雨の音がする

その日は雨が降ったり止んだりする天気だった。

フードのついた青いポンチョの雨がっぱを着てゆっちゅは初めてと言っていい雨の中の散歩に出かけた。

家を出たときは一時的に雨は降ってなかったが道路のあちこちに水たまりができていた。

ゆっちゅはうれしそうにそのうちの一つに目をつけると、そうっと近づいて行った。

まるで自分が近づいてゆくのを水たまりに気づかれると水たまりが消え去ってしまうのを恐れてもいるように。

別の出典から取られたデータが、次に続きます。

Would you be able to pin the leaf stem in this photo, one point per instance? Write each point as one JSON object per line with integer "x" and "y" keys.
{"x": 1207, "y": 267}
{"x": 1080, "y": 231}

でも本当のところは、水たまりに入ろうとするといつも「入っちゃダメ」と注意されるので、どこまで踏み込んだらその注意の言葉が飛んでくるのかと探っているのだ。

いつもなら注意の言葉が発せられ、それを合図に水を踏みつけて水しぶきを立てようとゆっちゅが目論んでいるのをジィは承知していた。

でも今日はゆっちゅが長ぐつをはいてきているので、ジィは黙認することにした。

ゆっちゅはいつもとは違う長ぐつで水を踏む感触を味わった。

止んでいた雨がふたたび降りだしたのを見てばあばはゆっちゅの傘を取りにアパートに引き返した。

ばあばが戻ってくる間もゆっちゅは次から次へと水たまりを踏みつけて歩いた。

ばあばがお気に入りの新幹線の絵がプリントさせた青い傘を持ってきたので、ゆっちゅは大喜びで傘をさして雨の中を歩いた。

並んで歩いていたばあばが、フードや傘にあたる雨音に気づいたゆっちゅが「音がするねェ たのしぃ  たのしぃ」と言うのを聞いた。

雨が降っている間、ゆっちゅは水たまりをふみ鳴らし、傘にあたる雨音を聞いて「音がするねェ たのしぃ  たのしぃ」を連発した。

やがて雨が上がって閉じられた傘を引きずりながら家に帰るゆっちゅの後ろ姿は寂しそうであった。